How to Be a Sophisticate: Or, Lessons Learned from City Living

On the right, a sophistcated female. On the left, me. Note the difference.

I have been a busy student since moving to Toronto. And this time I'm not talking about my stats class, I'm talking about style. I wanted to know what separated me from the other girls here. Were we not both human? Do we not both bleed red? Well, we probably do, but I'm sure the other girls look much better doing so. My problem is that I'm not sophisticated, just endearing. But that hasn't stopped me from learning why I'm not, so I could share my observations with you. Who knows - you may have to go Toronto someday, and you'll want to blend in with the ruling cultural class. My first lesson in sophistication was a swift one. And it is that a small head is a necessary condition. Small heads can bear more hair and make every neck look long. The problem is that my head is large. Massive. Unnatural, even. So, as other girls gracefully stride down Queen West, I waddle forward, a honeydew melon atop a pea coat.

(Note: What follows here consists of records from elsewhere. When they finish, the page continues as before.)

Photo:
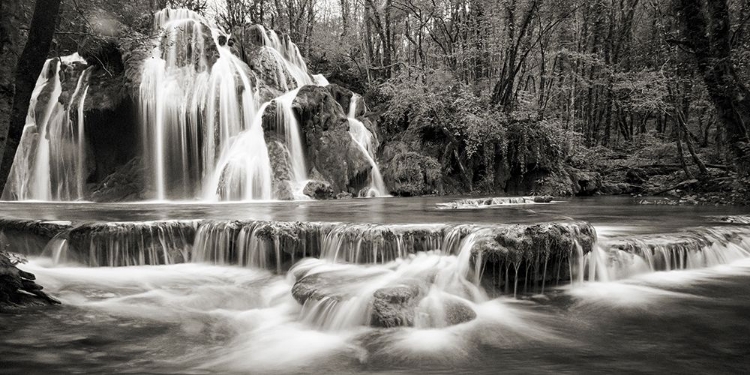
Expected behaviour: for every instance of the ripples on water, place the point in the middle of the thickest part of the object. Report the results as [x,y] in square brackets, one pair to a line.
[198,318]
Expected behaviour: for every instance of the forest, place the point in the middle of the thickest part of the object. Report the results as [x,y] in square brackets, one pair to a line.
[538,97]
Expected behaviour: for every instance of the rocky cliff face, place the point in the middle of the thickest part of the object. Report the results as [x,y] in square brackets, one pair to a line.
[116,56]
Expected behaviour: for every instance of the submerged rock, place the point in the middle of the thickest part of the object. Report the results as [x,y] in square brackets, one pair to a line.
[395,306]
[457,312]
[124,185]
[17,287]
[318,190]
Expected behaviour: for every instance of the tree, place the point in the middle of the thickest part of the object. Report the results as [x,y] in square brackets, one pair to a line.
[41,32]
[10,11]
[706,25]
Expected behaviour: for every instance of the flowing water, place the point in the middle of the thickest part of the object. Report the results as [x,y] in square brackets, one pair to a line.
[293,287]
[200,120]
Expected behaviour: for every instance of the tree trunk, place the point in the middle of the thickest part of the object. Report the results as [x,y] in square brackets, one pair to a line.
[32,59]
[708,32]
[10,19]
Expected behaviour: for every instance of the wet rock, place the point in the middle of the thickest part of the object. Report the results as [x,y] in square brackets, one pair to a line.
[318,190]
[585,182]
[125,184]
[395,306]
[543,199]
[17,287]
[457,312]
[282,170]
[636,176]
[329,148]
[344,195]
[407,173]
[620,188]
[538,248]
[132,243]
[274,74]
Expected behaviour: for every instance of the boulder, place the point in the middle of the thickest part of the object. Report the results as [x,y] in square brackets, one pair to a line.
[17,287]
[282,170]
[457,311]
[318,190]
[127,183]
[344,195]
[395,306]
[543,199]
[409,173]
[330,152]
[585,182]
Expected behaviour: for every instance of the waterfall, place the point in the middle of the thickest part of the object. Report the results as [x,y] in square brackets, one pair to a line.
[243,171]
[364,140]
[287,124]
[699,248]
[50,162]
[199,117]
[288,58]
[192,107]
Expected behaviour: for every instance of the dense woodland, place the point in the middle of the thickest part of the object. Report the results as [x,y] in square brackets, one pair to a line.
[607,91]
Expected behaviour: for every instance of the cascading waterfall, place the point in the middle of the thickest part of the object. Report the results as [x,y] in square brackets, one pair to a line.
[700,248]
[288,59]
[200,115]
[243,171]
[50,162]
[287,124]
[192,107]
[364,139]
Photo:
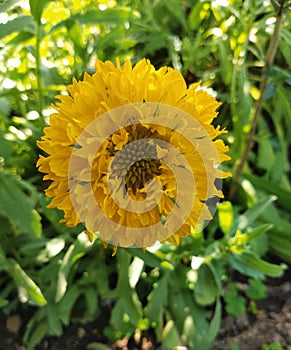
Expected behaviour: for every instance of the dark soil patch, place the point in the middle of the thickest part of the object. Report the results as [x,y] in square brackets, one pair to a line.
[271,323]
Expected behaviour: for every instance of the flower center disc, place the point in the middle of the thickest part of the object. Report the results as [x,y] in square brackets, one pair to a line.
[138,172]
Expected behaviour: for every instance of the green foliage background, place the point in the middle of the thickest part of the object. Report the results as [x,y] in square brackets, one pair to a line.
[176,292]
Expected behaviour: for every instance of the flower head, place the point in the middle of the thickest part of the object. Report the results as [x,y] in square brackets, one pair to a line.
[132,154]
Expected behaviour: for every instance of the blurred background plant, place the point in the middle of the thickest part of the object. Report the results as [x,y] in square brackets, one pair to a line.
[177,293]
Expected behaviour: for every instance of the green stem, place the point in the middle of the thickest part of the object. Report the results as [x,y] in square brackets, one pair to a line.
[38,70]
[271,53]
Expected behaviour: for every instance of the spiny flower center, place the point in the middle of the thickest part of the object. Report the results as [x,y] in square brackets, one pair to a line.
[138,172]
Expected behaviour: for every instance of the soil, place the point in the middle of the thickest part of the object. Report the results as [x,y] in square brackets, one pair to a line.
[270,323]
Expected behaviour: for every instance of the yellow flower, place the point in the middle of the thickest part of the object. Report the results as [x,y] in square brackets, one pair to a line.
[132,154]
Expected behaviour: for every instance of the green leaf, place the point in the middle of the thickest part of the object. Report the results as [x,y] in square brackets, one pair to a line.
[7,4]
[170,336]
[3,302]
[178,12]
[36,8]
[251,265]
[74,253]
[257,232]
[256,289]
[206,290]
[28,290]
[149,258]
[158,298]
[235,304]
[215,322]
[35,332]
[135,270]
[225,216]
[15,205]
[281,246]
[97,346]
[249,216]
[113,16]
[67,303]
[284,196]
[55,326]
[18,23]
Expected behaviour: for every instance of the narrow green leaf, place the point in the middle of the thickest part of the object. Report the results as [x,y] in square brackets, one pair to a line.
[256,289]
[284,196]
[215,322]
[37,334]
[281,246]
[235,303]
[7,4]
[249,216]
[170,336]
[257,232]
[36,8]
[158,298]
[149,258]
[55,325]
[178,12]
[28,290]
[3,302]
[206,290]
[15,205]
[225,216]
[251,265]
[135,270]
[15,25]
[74,253]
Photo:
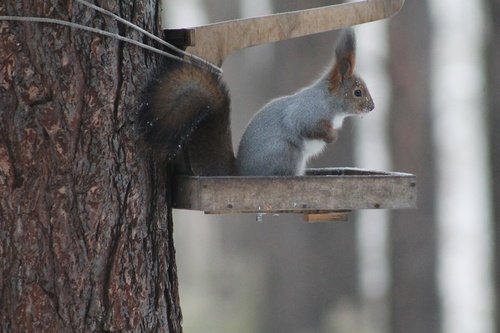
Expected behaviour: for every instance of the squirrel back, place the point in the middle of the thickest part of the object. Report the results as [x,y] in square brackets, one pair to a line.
[288,131]
[186,116]
[186,119]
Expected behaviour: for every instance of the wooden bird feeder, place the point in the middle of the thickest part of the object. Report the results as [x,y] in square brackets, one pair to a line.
[322,194]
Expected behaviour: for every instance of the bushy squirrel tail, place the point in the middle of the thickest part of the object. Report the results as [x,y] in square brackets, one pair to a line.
[178,102]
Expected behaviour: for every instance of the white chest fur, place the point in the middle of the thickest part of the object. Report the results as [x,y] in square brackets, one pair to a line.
[311,148]
[338,120]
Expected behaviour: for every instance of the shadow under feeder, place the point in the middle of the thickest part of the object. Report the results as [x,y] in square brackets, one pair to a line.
[322,194]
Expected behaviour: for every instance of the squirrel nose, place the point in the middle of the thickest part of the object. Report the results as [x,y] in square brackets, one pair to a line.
[371,106]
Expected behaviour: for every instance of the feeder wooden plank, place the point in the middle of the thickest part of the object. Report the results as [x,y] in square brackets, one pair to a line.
[214,42]
[320,191]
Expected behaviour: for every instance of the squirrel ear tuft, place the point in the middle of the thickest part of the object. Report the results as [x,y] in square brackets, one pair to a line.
[345,58]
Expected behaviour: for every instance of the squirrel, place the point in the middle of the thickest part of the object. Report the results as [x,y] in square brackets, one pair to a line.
[188,110]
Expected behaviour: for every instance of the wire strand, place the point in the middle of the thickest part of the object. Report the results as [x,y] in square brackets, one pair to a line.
[112,35]
[148,34]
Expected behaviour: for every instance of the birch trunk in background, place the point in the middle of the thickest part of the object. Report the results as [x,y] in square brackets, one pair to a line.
[463,182]
[493,76]
[372,152]
[414,291]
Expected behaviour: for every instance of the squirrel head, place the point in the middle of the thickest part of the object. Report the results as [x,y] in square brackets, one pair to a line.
[343,83]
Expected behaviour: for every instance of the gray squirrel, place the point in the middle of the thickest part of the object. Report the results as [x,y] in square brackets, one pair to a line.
[188,109]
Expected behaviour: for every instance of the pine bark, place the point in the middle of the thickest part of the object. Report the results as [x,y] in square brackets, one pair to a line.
[85,223]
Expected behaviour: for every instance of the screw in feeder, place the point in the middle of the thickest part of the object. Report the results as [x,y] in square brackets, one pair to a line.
[259,217]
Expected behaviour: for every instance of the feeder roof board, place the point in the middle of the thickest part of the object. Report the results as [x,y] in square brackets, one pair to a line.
[319,191]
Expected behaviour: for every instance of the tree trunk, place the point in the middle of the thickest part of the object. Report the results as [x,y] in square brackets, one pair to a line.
[493,70]
[85,222]
[415,306]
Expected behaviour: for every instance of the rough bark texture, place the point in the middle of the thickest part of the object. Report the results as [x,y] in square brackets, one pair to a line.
[85,227]
[493,70]
[415,305]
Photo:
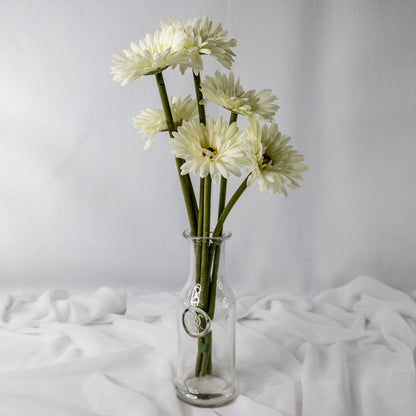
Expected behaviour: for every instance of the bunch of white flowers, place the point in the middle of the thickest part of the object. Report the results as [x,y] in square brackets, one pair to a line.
[209,148]
[203,146]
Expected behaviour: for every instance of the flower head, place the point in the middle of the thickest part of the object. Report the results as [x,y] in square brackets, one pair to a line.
[152,55]
[149,122]
[273,162]
[223,90]
[214,149]
[203,38]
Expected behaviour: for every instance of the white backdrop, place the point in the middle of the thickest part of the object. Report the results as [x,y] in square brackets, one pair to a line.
[82,206]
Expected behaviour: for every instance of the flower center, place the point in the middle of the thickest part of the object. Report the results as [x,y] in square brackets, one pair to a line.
[265,160]
[209,152]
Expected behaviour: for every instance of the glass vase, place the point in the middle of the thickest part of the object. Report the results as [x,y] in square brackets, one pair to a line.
[205,374]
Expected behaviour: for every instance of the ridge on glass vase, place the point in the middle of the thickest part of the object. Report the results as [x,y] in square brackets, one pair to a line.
[205,374]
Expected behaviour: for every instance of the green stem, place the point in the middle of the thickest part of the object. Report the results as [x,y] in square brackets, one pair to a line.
[205,278]
[199,98]
[185,180]
[223,186]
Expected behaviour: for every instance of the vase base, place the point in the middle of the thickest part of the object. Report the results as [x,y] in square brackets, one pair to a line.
[208,391]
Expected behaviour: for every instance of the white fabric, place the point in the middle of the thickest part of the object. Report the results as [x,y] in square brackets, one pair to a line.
[348,351]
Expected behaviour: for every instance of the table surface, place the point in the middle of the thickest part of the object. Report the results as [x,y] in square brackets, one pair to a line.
[348,351]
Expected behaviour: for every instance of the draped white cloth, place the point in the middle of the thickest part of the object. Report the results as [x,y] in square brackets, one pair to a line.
[346,352]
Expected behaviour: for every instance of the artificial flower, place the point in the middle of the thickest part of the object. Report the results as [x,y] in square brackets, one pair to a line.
[151,56]
[223,90]
[214,149]
[149,122]
[203,38]
[273,162]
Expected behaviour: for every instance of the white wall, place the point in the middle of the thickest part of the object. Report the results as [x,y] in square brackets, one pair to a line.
[82,206]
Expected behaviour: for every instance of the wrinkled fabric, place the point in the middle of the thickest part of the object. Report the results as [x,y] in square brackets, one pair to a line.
[350,351]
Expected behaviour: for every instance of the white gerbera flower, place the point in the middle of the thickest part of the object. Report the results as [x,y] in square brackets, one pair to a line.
[203,38]
[149,122]
[274,163]
[223,90]
[214,149]
[151,56]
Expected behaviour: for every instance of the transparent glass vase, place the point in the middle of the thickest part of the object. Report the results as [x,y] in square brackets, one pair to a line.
[205,374]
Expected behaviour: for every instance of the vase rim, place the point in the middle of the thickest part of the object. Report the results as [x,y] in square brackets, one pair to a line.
[225,236]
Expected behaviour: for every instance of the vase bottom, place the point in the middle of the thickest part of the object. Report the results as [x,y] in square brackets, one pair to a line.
[208,391]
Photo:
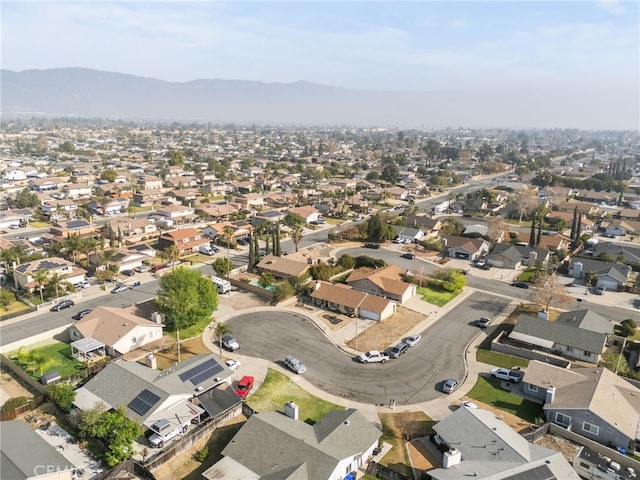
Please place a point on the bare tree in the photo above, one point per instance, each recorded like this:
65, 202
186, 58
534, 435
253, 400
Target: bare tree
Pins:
550, 293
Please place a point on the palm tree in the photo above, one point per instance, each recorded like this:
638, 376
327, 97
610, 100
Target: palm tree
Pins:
41, 277
221, 330
172, 253
296, 236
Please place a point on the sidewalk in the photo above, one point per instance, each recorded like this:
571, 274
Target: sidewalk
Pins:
437, 409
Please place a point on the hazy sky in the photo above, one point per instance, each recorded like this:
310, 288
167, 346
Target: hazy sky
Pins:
586, 48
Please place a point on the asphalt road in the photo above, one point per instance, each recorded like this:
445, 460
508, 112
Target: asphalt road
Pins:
415, 377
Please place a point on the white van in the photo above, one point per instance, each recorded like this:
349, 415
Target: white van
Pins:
224, 286
206, 249
165, 431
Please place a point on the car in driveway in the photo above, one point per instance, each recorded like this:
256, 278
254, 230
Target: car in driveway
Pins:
484, 322
230, 343
412, 340
244, 386
81, 314
373, 356
62, 305
398, 350
294, 364
450, 385
120, 289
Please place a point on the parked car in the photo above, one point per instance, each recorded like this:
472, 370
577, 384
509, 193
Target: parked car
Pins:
120, 289
507, 374
233, 364
373, 356
244, 386
483, 322
62, 305
229, 343
412, 340
398, 350
294, 364
81, 314
450, 385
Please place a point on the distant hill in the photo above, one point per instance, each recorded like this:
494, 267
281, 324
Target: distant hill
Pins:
89, 93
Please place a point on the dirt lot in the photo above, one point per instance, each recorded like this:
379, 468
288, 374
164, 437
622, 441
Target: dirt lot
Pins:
380, 335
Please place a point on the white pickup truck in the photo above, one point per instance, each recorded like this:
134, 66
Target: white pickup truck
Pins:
373, 356
510, 375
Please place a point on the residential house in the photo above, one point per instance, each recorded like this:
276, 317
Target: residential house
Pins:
66, 271
25, 455
331, 449
119, 329
611, 275
464, 247
250, 201
408, 234
481, 446
148, 197
507, 255
282, 267
131, 230
149, 395
387, 282
19, 216
77, 190
149, 182
577, 334
188, 240
56, 210
590, 401
348, 300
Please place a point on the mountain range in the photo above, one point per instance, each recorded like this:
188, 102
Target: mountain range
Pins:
87, 93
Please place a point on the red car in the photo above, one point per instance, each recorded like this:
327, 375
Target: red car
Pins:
244, 386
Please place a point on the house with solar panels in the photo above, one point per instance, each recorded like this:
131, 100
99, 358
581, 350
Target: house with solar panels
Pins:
163, 400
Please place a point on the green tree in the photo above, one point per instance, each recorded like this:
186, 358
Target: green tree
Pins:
62, 394
222, 266
265, 280
186, 298
6, 299
220, 330
25, 199
171, 254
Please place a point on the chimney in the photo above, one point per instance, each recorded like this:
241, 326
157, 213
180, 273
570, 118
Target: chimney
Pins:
451, 458
550, 396
151, 361
291, 410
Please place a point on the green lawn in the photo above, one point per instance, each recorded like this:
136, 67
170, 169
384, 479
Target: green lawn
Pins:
278, 389
500, 359
58, 357
436, 296
488, 390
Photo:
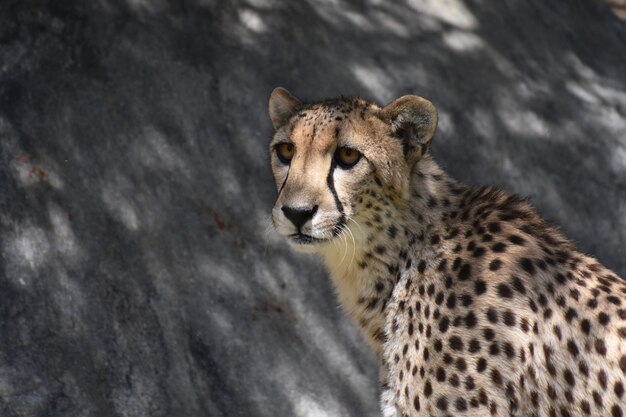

Being forever banned from stylishness hasn't stopped me from learning other lessons, however. Even those with gigantic heads can benefit from the second lesson I've learned, which is that sophistication comes in only one colour, and that colour is black. Entire sections of Queen and King look like funeral processions when work lets out, as fleets of young professionals in black Canada Goose jackets, black duffel coats, black leggings and black boots stream out of work. I come here not to bury the look, but to identify it. It makes sense though. Black is slimming, clashes with nothing, and lets you go stealth at night.

The final lesson in sophistication, if you already have a big head and nothing black but a pair of polyester pants, is that you can always blow your hair out. Shiny hair that hovers in that liminal state between straight and wavy can make anyone look "right." Of course, sophisticated doesn't mean chic. I have seen some looks on the street that have made me stare out of the streetcar window and take notice, like the man with the mile-high top fade and puffy purple coat, and few of them have involved black.  But that sense of style is a rare thing, and sophisticated is a close-enough simulacrum, if you can afford a hair dryer.